Chip giant Intel Corp. unveiled a 10-kilowatt solar installation near its New Mexico manufacturing plant this weekend, launching its latest foray into clean energy for power-hungry data centers. While energy generated by the array’s 64 Sharp solar panels will feed into the local electricity grid and tractor-trailer-sized test racks of computers — rather than directly powering the roughly 5,000 servers at Intel’s facility — the company said it hopes solar can eventually boost the data center’s power supply during times of peak demand.

The containers could also lead to solar-powered servers on a larger scale. As Data Center Knowledge explains, solar has made few inroads with data centers because “the large amounts of energy required to power the servers and cooling equipment in modern mission-critical facilities” would demand massive, expensive PV installations. Containers present the option of lower-cost modular systems.

Intel’s new $200,000 project, installed above a parking lot, comes as just the latest trial in the company’s ongoing search for ways to conserve energy and secure more stable sources of power. Intel has placed its chips, so to speak, on going off-grid — and off oil.
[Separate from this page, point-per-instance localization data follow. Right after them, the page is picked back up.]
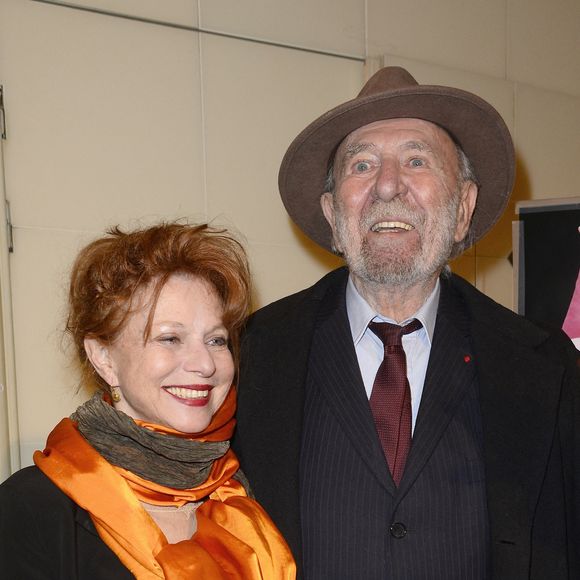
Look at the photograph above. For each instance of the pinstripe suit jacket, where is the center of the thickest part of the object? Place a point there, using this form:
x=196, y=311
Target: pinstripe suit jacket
x=529, y=400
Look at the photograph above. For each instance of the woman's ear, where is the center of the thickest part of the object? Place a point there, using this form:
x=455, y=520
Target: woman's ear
x=100, y=357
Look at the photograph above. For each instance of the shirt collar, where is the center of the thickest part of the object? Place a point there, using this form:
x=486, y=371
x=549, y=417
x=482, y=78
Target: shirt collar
x=360, y=313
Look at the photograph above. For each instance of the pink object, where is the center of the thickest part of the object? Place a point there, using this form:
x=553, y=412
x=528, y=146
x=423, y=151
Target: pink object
x=571, y=324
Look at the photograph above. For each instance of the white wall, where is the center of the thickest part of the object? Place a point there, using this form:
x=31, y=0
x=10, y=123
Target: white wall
x=117, y=120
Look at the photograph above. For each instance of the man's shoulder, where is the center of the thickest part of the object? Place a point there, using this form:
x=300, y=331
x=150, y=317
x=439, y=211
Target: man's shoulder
x=299, y=303
x=497, y=319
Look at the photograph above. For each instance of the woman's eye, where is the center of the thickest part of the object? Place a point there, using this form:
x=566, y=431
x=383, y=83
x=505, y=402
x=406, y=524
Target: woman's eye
x=218, y=341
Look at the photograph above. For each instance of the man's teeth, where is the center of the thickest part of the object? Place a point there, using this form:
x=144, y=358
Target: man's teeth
x=187, y=393
x=384, y=226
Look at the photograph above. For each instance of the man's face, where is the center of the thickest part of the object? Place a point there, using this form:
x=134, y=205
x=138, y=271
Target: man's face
x=398, y=206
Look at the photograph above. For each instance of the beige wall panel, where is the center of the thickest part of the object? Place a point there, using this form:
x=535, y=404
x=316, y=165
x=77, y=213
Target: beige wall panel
x=100, y=132
x=257, y=99
x=455, y=33
x=279, y=270
x=182, y=12
x=332, y=25
x=544, y=43
x=494, y=277
x=548, y=141
x=46, y=380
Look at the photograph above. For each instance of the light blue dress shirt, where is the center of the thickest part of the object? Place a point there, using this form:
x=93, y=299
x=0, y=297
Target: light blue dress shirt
x=369, y=348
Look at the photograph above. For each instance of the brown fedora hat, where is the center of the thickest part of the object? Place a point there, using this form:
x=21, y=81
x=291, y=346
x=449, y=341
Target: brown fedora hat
x=393, y=93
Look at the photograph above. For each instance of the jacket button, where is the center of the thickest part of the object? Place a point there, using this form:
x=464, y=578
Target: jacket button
x=398, y=530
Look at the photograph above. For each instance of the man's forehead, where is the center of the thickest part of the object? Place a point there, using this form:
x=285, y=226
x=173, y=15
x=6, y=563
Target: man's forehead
x=427, y=135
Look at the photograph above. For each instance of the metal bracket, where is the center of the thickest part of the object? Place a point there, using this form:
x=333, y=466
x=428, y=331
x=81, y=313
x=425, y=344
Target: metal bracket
x=9, y=236
x=2, y=114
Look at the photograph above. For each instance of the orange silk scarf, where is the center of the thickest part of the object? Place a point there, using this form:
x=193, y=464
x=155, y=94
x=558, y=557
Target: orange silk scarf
x=235, y=538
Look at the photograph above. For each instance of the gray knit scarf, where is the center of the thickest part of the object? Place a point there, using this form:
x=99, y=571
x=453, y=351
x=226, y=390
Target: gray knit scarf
x=170, y=461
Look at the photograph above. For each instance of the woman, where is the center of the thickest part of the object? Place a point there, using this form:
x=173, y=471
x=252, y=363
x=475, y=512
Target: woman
x=140, y=480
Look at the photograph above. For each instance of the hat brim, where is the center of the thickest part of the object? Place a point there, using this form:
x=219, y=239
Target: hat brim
x=471, y=121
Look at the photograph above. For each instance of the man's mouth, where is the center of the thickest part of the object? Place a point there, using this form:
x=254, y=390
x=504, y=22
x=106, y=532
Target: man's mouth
x=381, y=227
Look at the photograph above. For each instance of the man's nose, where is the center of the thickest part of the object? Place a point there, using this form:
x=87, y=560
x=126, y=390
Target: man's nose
x=389, y=182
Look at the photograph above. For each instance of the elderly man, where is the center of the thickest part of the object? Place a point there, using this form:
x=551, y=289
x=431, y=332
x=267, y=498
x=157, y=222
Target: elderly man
x=395, y=422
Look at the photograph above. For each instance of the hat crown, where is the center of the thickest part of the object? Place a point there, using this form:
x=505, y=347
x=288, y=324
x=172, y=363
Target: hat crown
x=388, y=79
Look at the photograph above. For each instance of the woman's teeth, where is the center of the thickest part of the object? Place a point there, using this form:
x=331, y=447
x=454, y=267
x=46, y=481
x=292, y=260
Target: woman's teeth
x=183, y=393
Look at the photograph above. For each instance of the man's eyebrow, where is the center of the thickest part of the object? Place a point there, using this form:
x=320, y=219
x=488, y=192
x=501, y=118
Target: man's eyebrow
x=417, y=146
x=355, y=148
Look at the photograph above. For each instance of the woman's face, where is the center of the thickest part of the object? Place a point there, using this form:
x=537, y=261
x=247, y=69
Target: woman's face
x=181, y=375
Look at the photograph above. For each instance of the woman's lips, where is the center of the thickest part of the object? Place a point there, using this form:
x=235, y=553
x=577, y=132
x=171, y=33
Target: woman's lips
x=194, y=395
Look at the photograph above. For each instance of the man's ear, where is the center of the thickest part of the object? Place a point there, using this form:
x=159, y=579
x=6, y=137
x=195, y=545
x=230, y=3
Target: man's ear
x=100, y=357
x=465, y=209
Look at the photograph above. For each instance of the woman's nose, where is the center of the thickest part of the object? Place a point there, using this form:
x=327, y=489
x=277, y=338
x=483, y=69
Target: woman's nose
x=199, y=360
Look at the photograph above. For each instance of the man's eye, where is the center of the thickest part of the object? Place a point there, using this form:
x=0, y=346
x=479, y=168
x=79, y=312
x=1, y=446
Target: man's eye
x=362, y=166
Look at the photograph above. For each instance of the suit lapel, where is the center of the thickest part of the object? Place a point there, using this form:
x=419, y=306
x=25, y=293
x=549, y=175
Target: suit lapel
x=335, y=370
x=450, y=373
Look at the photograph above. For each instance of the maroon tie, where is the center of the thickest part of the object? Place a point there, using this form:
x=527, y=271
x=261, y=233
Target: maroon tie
x=391, y=396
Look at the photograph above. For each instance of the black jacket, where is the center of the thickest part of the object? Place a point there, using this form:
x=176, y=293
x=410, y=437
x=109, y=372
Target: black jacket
x=529, y=397
x=46, y=536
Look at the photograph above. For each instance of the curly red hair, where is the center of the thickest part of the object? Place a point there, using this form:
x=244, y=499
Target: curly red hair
x=108, y=273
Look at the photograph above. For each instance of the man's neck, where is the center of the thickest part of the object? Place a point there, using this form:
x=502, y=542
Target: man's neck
x=395, y=302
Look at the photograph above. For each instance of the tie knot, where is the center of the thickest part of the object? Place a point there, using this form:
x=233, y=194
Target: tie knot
x=390, y=334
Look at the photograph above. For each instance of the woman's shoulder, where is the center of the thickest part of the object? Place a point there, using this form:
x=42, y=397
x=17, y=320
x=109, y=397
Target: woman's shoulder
x=30, y=481
x=31, y=488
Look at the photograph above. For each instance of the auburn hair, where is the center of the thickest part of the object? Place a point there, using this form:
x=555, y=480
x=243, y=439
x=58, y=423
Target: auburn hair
x=109, y=272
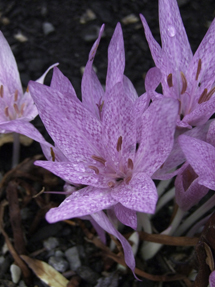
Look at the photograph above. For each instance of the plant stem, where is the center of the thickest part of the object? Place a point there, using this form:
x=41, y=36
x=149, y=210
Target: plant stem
x=16, y=150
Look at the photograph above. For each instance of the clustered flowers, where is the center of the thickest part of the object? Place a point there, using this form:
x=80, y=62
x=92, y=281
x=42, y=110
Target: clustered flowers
x=111, y=145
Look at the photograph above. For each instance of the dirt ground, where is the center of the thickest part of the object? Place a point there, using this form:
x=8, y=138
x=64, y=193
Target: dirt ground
x=41, y=33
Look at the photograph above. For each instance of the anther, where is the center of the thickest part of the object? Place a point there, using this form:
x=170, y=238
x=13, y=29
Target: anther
x=1, y=91
x=99, y=159
x=22, y=109
x=184, y=83
x=198, y=69
x=127, y=180
x=52, y=154
x=130, y=164
x=169, y=80
x=16, y=96
x=209, y=95
x=203, y=96
x=6, y=111
x=94, y=168
x=111, y=184
x=16, y=108
x=119, y=144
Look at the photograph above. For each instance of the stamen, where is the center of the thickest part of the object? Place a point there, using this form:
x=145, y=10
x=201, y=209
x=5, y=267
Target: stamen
x=1, y=91
x=179, y=108
x=184, y=83
x=22, y=109
x=203, y=96
x=169, y=80
x=198, y=69
x=16, y=96
x=137, y=146
x=119, y=144
x=99, y=159
x=6, y=111
x=209, y=95
x=52, y=154
x=100, y=106
x=111, y=184
x=127, y=180
x=130, y=164
x=16, y=108
x=94, y=168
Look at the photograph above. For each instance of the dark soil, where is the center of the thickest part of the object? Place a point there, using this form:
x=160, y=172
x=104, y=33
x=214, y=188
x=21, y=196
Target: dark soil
x=69, y=44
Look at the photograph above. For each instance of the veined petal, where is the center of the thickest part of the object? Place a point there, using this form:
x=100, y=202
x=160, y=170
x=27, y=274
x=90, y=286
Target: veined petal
x=73, y=128
x=177, y=156
x=174, y=39
x=201, y=156
x=125, y=215
x=63, y=85
x=157, y=138
x=80, y=203
x=116, y=59
x=139, y=195
x=129, y=89
x=201, y=113
x=118, y=121
x=77, y=172
x=188, y=191
x=23, y=127
x=91, y=88
x=105, y=223
x=152, y=80
x=206, y=54
x=9, y=74
x=159, y=57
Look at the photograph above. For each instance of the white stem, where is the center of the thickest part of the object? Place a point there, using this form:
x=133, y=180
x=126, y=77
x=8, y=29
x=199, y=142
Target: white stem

It installed an $800,000, 100-kilowatt photovoltaic system at its Hillsboro, Ore., campus last month, and the chipmaker’s investment arm, Intel Capital, has taken a shine to cleantech startups with aggressive timelines.

In a time when researchers expect more than 70 percent of U.S. enterprise data centers to face “tangible disruptions related to energy consumption,” rising costs, and growing area needs in less than two years, Intel is hardly the only tech company wrestling with this. Google has been looking at solar thermal, wind, geothermal and even wave power. For both companies, the clock is ticking.